This corridor delivers Chianti-quality countryside well below Chianti prices. Around San Gimignano, farmhouses and apartments run 2,000 to 5,000 EUR/m², lifted by the UNESCO premium and the famous towers; thirty kilometres southwest, Volterra sits at 1,500 to 3,000. Smaller towns nearby, Certaldo, Colle di Val d’Elsa, Poggibonsi, start lower still.

San Gimignano’s fourteen medieval towers and three million annual day-trippers make it a natural agriturismo market: the visitor flow is the engine for a guest house a few kilometres outside the walls. Volterra is quieter, lived-in year-round, with its own hospital and an Etruscan history that draws a different buyer, one who values substance over a recognised name. For buyers who want the Tuscan landscape without paying for the brand, this corridor is the most rational choice in central Tuscany. More in the San Gimignano and Volterra guide.

How to narrow it down

Three questions sort most of the field. How long will you be there each year? A few summer weeks fit the coast or a classic second home; year-round living narrows you to Lucca, Florence, or a town with real infrastructure like Volterra.
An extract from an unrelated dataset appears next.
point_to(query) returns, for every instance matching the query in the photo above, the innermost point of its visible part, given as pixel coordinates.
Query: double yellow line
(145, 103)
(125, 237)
Do you want land or a town you can walk through? Country houses sit in Chianti, the Val d’Orcia, the Maremma hinterland, and the San Gimignano corridor; apartments and a car-free daily life sit in Florence and inside the Lucca walls. How does your budget map to what you have in mind? The same money is a finished house in one area and a renovation project in another.

The figures in this guide are starting points. Within every area, the view, the access road, the energy class, and how long a property has been on the market move the price as much as the location does. The most common mistakes international buyers make in Italy are worth reading before making an offer in any area. The Tuscany market overview sets the regions in context, and each regional guide takes the detail down to individual towns.

FAQ

Which part of Tuscany is cheapest to buy in?

The Maremma hinterland and the Garfagnana are the most affordable. Inland Maremma farmhouses start around 1,165 EUR/m² near Pitigliano, and Garfagnana village houses begin at roughly 800 EUR/m², with whole houses available from 80,000 euros. Both areas have thinner infrastructure and more remote positions, and the Garfagnana in particular suits buyers who want a renovation project rather than a move-in-ready second home.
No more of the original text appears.